Organizers of the Regulate, Control and Tax Cannabis Act of 2010 filed some 700,000 petition signatures with county clerks around the state. The amount of signatures needed to get the measure on the ballot is about 433,000, reports the San Francisco Chronicle, so the measure is all but certain to be on the ballot in November.
If California voters approve, it will be the most comprehensive reform of marijuana laws ever undertaken in the United States. While some states, such as Oregon, have relatively lax penalties for possession, no state has attempted to regulate and tax the herb before.
The measure's chances are good: A poll taken last April found that 56 percent of Californians want to see the herb legalized and taxed.
According to the L.A. Times, the measure would make it legal for anyone over 21 to own an ounce or less of pot, and to grow pot for personal use in a space no larger than 25 square feet. It would also give cities the right to license marijuana growers and sellers, and to collect taxes on the crop.

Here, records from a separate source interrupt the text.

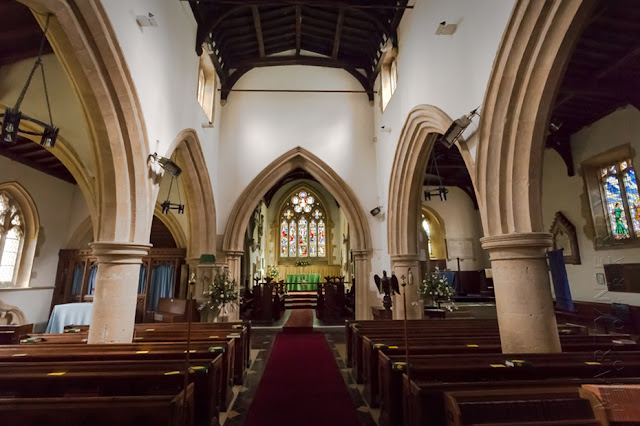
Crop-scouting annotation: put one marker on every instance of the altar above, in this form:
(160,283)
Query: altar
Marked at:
(302,282)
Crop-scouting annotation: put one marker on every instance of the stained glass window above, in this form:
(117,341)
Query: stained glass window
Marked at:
(11,239)
(284,239)
(292,239)
(303,238)
(313,239)
(322,249)
(301,235)
(622,203)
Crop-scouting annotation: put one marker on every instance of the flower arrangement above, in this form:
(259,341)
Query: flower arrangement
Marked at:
(436,289)
(222,292)
(272,271)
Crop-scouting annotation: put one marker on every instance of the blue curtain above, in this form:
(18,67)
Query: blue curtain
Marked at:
(142,281)
(560,280)
(93,271)
(162,277)
(76,284)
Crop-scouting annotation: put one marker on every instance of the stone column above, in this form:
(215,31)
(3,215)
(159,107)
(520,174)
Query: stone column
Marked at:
(234,260)
(362,264)
(401,265)
(523,293)
(116,292)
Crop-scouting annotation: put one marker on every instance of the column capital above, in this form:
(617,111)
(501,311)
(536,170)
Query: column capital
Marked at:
(117,252)
(526,245)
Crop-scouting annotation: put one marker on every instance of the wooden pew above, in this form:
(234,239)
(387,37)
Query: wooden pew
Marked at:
(430,346)
(474,369)
(169,410)
(113,378)
(127,351)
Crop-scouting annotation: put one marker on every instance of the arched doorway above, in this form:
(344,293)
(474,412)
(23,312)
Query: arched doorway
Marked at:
(299,158)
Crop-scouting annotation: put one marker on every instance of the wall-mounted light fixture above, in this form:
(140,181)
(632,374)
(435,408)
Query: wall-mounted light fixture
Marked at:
(12,117)
(457,128)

One of the major talking points that the pro-legalization crowd has used has been finances. California's government is facing a deep, prolonged budget crisis, and legalization proponents have argued that the revenue generated by taxing marijuana would bring an estimated $1.3 billion into state and municipal coffers.

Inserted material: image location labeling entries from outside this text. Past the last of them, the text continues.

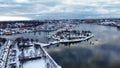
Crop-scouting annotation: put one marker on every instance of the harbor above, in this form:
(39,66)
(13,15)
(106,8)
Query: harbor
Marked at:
(49,47)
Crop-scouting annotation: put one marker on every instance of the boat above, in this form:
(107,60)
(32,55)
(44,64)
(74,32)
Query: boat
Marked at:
(8,32)
(66,36)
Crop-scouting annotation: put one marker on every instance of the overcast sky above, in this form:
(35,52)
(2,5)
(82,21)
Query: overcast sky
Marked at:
(60,9)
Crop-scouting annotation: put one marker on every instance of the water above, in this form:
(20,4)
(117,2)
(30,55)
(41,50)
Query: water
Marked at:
(102,51)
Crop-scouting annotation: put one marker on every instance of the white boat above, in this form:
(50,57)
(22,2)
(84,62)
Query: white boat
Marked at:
(72,38)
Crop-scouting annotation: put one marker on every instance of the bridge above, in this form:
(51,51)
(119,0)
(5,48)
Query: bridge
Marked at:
(14,57)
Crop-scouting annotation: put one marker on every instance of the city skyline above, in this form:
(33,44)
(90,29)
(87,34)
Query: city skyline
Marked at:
(58,9)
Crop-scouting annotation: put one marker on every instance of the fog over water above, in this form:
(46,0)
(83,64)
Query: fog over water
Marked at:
(101,51)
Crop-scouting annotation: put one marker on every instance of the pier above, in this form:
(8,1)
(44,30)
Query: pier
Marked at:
(17,57)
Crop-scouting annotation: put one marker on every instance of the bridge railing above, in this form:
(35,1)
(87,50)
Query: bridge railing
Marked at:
(49,60)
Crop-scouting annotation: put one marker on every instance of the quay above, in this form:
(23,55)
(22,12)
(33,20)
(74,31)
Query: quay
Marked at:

Richard Lee, a medical marijuana entrepreneur from Oakland who is the principal backer of the movement, told the L.A. Times he plans to raise $10 million to $15 million to fight the legalization campaign. And Lee's opponents are already beginning to line up to oppose the measure.

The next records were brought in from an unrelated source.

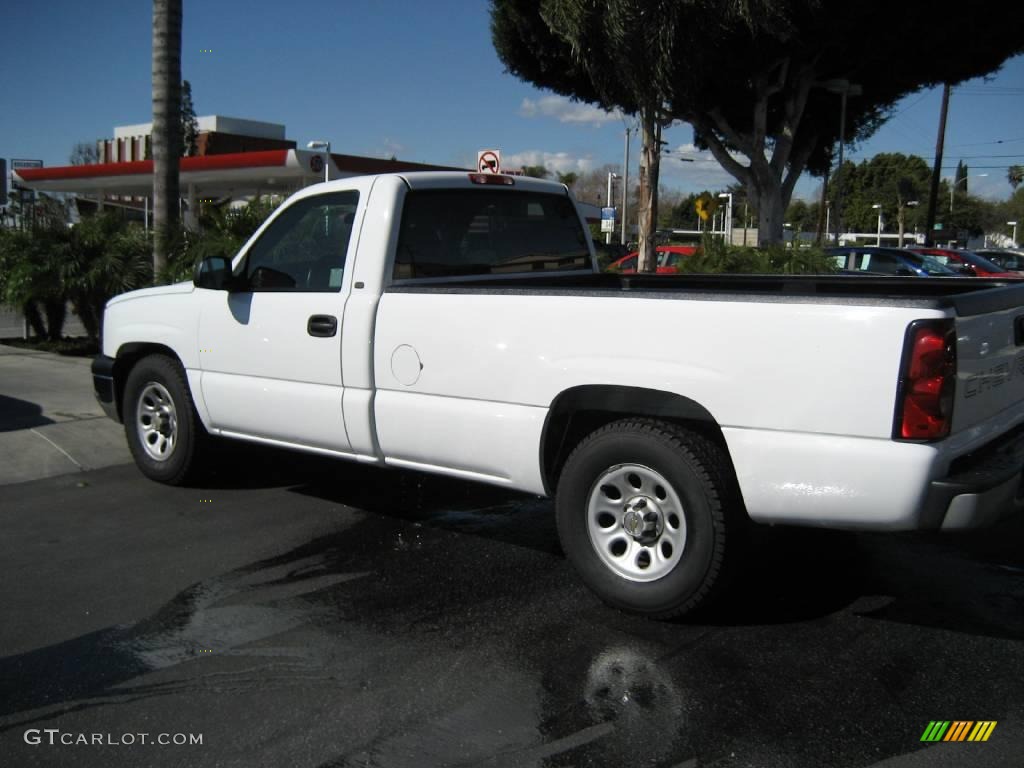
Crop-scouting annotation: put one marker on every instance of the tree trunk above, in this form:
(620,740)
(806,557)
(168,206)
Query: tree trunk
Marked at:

''We're going to talk about blood money, about trying to raise taxes on the backs of our youth,'' Bishop Ron Allen, head of the International Faith Based Coalition, told the Associated Press.
Another obstacle will be the conflict between state and federal law. Even if California passes the measure, marijuana will still be illegal under federal statutes. In an editorial this month, the L.A. Times argued:
Cannabis may be the nation's largest cash crop, but marijuana remains a Schedule I drug, deemed by the federal government to have a high potential for abuse, no accepted medical value and illegal to use under all circumstances. Perhaps Californians have been emboldened by their pioneering role in legalizing medicinal marijuana, but in truth, the conflict between state and federal law has had serious consequences for users and distributors caught in the federal web.
But, in a rebuttal, Tamar Todd argued that "there is nothing in the US Constitution that requires states to criminalize anything. We could scrap our entire penal code tomorrow if we wanted to. States get to decide state law, not Washington."
And Jacob Sullum at Reason.com argues that, while the feds may still want to enforce federal marijuana laws in California, they won't have the resources to prosecute cases that were previously handled by state authorities.